これらの企業のやり方は、違法ぎりぎりからむしろ違法ゾーンまでにわたっていますし、そのような企業はほとんどの場合、インサイダーなどの不正に手を染めているケースが大いのも傾向です。換言すれば、そのようなコンプライアンス(法令順守)ができなくなってしまっている企業だから、そのような手段に出ると言えます。現在の多くの定年退職者世代は、最近急に年金制度が変えられて、これまで60歳から手に入れられていた世代も65歳からに換えられていますので、少なくとも5年間は無給の時代が続きます。この間は再雇用といってもアルバイトくらいの給与しか配給されませんので、その間1500万くらいの出費が必要となってきますので、この十数年、お金のいる年代にボーナスや残業のカットをされてきた人たちはその出費どころか、定年までの生活費すら確保することができません。そして最も問題なのは、これらの責任は現場になく、お話しを伺っているとそのほとんどの場合、経営能力のない会社側にあるのです。
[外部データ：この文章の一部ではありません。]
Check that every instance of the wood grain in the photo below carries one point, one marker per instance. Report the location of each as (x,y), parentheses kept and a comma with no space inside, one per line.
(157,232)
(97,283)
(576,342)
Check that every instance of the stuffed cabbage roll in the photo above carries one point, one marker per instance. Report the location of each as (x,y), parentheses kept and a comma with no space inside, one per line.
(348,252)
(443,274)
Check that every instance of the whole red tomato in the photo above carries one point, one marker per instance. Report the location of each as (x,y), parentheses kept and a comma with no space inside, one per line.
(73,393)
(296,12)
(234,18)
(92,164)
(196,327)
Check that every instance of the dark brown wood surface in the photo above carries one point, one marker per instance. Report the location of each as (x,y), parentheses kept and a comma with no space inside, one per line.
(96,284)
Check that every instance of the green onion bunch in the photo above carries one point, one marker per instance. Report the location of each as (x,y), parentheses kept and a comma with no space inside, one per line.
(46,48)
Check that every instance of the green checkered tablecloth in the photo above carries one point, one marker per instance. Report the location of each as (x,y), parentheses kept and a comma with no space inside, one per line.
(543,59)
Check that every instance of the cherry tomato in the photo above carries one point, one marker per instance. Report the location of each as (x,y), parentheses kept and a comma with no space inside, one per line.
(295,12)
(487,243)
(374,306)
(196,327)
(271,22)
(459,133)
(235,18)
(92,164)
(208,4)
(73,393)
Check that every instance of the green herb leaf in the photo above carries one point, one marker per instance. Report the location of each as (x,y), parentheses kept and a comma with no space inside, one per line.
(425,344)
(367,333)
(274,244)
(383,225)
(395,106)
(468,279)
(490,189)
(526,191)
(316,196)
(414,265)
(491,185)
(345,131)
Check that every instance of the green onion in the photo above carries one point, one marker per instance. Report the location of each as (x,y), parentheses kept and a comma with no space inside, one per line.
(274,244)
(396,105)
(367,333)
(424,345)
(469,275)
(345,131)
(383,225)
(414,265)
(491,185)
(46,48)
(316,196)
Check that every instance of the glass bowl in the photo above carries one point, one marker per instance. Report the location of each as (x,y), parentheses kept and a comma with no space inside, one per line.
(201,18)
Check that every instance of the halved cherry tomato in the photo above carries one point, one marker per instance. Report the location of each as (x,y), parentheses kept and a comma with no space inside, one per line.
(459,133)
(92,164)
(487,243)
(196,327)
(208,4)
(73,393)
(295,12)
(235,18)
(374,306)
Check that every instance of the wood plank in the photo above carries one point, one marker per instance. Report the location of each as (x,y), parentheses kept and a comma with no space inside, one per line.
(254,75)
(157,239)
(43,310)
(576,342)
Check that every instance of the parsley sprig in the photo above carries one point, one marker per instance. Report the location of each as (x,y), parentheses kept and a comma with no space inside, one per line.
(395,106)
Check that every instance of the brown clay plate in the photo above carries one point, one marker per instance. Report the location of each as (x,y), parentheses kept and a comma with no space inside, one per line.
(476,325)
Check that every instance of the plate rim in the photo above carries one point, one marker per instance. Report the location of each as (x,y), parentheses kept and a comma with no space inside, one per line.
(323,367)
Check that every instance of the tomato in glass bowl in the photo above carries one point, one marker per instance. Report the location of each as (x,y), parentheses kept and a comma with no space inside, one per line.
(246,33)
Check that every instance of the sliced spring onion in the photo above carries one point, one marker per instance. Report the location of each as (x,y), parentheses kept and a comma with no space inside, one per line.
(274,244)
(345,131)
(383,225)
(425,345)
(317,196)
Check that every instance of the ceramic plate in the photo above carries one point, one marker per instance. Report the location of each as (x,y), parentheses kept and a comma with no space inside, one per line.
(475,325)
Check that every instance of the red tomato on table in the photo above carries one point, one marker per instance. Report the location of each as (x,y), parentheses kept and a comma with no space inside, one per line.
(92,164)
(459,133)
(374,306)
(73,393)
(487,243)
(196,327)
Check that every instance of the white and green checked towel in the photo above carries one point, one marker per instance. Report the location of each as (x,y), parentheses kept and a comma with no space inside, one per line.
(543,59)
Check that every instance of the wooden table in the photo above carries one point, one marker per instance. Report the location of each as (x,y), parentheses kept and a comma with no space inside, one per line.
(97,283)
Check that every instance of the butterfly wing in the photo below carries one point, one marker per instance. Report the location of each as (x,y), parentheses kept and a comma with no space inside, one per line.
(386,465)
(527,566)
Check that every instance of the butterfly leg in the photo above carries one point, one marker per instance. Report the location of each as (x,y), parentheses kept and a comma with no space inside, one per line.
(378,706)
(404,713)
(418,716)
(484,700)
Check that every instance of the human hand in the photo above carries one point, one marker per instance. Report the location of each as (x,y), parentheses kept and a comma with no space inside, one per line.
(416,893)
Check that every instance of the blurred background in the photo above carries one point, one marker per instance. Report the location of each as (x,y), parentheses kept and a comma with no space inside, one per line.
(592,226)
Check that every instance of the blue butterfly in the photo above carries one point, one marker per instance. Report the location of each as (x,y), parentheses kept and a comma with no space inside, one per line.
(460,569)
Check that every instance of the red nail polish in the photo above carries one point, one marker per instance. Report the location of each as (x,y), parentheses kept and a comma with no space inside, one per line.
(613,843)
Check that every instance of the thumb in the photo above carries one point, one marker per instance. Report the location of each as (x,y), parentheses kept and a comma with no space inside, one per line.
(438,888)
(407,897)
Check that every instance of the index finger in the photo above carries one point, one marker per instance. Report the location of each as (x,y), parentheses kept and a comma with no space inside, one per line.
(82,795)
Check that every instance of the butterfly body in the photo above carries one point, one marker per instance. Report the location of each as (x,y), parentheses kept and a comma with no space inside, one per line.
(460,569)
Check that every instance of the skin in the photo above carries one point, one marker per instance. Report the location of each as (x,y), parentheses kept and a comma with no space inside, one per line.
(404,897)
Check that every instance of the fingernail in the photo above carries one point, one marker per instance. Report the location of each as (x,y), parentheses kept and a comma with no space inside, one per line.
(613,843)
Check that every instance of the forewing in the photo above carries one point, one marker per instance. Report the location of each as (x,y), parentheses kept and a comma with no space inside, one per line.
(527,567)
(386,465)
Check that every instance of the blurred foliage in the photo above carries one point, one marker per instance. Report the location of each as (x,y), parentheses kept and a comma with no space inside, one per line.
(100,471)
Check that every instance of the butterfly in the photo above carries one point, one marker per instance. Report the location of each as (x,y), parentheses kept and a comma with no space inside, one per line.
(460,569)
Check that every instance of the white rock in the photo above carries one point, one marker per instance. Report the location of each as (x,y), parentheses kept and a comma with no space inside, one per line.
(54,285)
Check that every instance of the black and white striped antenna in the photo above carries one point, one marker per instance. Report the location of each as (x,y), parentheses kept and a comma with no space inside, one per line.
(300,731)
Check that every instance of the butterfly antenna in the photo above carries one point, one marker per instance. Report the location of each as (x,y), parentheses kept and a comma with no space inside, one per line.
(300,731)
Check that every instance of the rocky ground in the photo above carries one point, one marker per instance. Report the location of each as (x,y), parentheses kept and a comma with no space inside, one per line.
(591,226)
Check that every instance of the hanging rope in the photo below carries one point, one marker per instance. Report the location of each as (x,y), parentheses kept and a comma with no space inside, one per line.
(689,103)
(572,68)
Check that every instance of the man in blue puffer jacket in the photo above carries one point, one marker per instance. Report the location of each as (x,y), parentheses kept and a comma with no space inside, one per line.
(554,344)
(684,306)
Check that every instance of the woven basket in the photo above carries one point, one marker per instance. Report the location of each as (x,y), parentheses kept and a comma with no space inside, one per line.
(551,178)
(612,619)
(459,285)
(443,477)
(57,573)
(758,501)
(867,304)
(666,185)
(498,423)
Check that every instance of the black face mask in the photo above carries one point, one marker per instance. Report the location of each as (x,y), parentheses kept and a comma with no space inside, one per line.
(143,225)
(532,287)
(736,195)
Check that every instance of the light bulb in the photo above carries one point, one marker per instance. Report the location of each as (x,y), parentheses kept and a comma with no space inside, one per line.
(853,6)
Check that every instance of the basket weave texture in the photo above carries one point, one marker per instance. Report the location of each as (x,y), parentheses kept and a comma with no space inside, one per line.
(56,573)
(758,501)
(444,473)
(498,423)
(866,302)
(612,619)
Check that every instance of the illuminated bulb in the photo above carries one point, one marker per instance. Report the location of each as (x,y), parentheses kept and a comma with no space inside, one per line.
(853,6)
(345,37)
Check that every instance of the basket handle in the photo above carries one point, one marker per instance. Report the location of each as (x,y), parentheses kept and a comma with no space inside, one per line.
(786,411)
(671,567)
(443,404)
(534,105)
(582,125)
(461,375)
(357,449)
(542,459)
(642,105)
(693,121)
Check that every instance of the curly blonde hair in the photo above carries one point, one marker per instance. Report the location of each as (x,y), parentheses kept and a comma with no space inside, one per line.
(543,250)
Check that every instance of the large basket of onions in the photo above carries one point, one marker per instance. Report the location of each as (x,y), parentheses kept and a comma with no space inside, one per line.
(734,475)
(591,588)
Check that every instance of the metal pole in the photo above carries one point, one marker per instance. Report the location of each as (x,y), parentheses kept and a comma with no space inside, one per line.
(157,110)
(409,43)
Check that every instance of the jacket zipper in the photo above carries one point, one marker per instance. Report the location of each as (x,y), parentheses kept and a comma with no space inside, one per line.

日本では90%の企業は不要であると言われることがありますが、これはある意味事実です。しかし、その不要な企業が賢明な企業の経営の舵取りなどできるはずもなく、そうした蜥蜴の尻尾切り世代が急増するのです。そんな現実を無視していて、働き方改革だの定年延長などと言っているのは別に悪い事ではありませんが、明らかな”被害者”がいるにも関わらず、日本の法が無策で有り続けていることに問題があると言ってよいでしょう。

官僚や現在の無能な経営陣にとっては、自分が定年退職すれば会社も社会もどうなろうと関係はないと考えています。だから可能な限り”尻尾族”を悪者に仕立て上げたいのですが、多くの方の話を伺い、また私が独自にリサーチしても、その責任のほとんどが企業側にあることは明白です。今後この世代は間違いなく急増します。そして長い年月真面目に働いてきても、企業の経営責任を容易に現場に押し付けられてしまうことが普通のことになってしまうと、企業消滅が現実のものとなってゆくのでしょう。”まやかし”というのは決して大袈裟な表現ではありません。この問題は必ず今後重要課題化されてきます。いつまでも誤魔化し続けられるものではありません。また、そのような風景を見ている若い人たちに、それはどのような影響を与えるものでしょうか。国会も何の役にも立たない”森友”とか”スキャンダル”などに感けておらず、将来の問題に向かってもらいたいものです。